Caution could signal weakness as Milwaukee tries to drum up more money for road projects.
The city is preparing to put into action Alderman Jim Bohl’s proposal to use tax-incremental financing to pay for street construction. Under the plan, the city would extend the lives of TIF districts by up to two years so the property taxes collected within the districts can pay for road projects. The city has five districts that could dedicate money to roads in 2011 and 2012.
Tax-incremental financing districts let cities borrow money to pay for public projects and support private development in a designated area. The increased property taxes generated within the district pay off the project debt. When the debt is paid, the district dissolves and the property taxes revert back to traditional collections.
Bohl’s proposal requires approval from Milwaukee County, Milwaukee Public Schools and Milwaukee Area Technical College because it would delay their tax collections on the TIF properties by up to two years so the city can use the money on roadwork. The targeted TIF districts are scheduled to close in 2011 and 2012.
“It’s not going to be the easiest sell,” said Jim Scherer, vice president of the Milwaukee Economic Development Corp. “But if we can take this one step at a time, it may be more digestible.”
Baby steps are at the heart of a counterproposal, backed by Milwaukee Mayor Tom Barrett and the Department of City Development, to at first extend only one TIF district.
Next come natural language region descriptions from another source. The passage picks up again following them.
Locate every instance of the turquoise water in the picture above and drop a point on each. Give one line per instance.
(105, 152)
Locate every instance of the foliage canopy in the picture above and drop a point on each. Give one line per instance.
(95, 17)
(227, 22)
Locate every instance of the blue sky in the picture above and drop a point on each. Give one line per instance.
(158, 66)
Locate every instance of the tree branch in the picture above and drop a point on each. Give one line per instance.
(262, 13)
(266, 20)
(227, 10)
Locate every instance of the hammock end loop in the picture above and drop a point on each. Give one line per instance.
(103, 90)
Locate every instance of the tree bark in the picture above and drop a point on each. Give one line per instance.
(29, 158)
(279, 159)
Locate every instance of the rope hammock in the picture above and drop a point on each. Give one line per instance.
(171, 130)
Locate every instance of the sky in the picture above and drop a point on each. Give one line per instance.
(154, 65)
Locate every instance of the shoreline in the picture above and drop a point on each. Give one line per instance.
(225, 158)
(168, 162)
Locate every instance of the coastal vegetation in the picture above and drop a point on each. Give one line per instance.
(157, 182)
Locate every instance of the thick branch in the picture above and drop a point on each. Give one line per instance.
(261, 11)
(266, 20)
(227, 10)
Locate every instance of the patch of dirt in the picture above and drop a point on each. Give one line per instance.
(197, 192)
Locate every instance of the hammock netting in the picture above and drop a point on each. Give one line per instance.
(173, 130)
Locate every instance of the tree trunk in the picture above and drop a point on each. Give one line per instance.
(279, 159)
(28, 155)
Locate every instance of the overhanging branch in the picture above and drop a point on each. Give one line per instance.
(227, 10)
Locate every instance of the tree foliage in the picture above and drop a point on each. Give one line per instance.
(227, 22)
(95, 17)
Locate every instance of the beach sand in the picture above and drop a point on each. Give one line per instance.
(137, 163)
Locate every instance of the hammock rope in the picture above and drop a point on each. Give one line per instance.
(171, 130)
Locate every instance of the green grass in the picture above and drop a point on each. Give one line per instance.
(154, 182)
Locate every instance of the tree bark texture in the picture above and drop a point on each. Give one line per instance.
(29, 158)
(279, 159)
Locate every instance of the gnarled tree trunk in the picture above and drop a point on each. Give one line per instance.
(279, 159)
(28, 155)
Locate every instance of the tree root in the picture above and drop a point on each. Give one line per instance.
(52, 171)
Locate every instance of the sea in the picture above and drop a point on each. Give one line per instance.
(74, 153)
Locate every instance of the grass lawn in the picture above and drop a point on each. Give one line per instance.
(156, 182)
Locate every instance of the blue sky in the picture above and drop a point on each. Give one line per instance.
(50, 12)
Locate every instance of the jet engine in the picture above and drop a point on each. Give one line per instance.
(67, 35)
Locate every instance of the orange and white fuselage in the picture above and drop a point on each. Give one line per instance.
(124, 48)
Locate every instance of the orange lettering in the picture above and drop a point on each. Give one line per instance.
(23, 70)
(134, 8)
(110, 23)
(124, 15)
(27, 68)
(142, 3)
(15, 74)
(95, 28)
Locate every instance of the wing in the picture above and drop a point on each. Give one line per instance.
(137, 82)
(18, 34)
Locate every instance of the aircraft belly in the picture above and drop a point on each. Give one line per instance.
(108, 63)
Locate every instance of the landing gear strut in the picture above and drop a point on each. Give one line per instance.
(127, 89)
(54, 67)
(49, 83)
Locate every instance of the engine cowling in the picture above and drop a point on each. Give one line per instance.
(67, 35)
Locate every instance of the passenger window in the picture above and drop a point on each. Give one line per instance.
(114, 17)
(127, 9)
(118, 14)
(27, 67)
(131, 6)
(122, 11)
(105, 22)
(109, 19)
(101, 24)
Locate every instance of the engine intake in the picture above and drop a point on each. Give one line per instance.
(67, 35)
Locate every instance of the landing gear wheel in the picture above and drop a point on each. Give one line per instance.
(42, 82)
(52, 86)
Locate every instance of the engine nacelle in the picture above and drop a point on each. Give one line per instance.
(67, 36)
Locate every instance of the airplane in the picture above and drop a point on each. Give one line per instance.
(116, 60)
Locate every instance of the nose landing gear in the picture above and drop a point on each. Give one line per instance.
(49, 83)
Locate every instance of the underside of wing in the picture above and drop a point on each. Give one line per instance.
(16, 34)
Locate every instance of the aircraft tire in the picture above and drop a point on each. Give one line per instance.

That proposal would pay for $395,000 in road projects, while Bohl’s would generate $6.7 million.
“The intent of setting up the pilot is obviously to see if the intent of the legislation works,” said Steve Kwaterski, Barrett’s spokesman.
The city will present the plan for the pilot TIF district Thursday to representatives from Milwaukee County, MPS and MATC. Those representatives are not expected to vote on the plan Thursday.
Bohl said the pilot TIF is a dangerous move because Milwaukee will have a tough time asking others to delay tax collections if city officials are concerned about whether the plan will work. If there are concerns, he said, they should have been brought up in October when the Common Council was considering the legislation.
“Ultimately, we have the Common Council directive that says prepare these amendments,” Bohl said, “and then you have the mayor turning around during that same time period and saying ‘I am going to redirect you.’”
Scherer said the city is still working out how to put the TIF proposal into action. If projects scheduled for construction after 2012 cannot be accelerated, there would be delays closing the districts and delays in collecting taxes on the TIF properties.
“What we’re trying to work out is: Will we accelerate all of those projects into this year rather than have them implemented over a period of time?” Scherer said. “And if we can do that, we can close the districts out sooner?”
Bohl said the city can engineer the projects if there is TIF money to pay for planning. He said he does not support keeping the districts open longer than two years.
The fact is, Bohl said, the city needs more road construction money even though the 2010 budget set more aside.
“We need alternative sources,” he said, “and that’s why I think this concept, albeit difficult to swallow, was supported by this council.”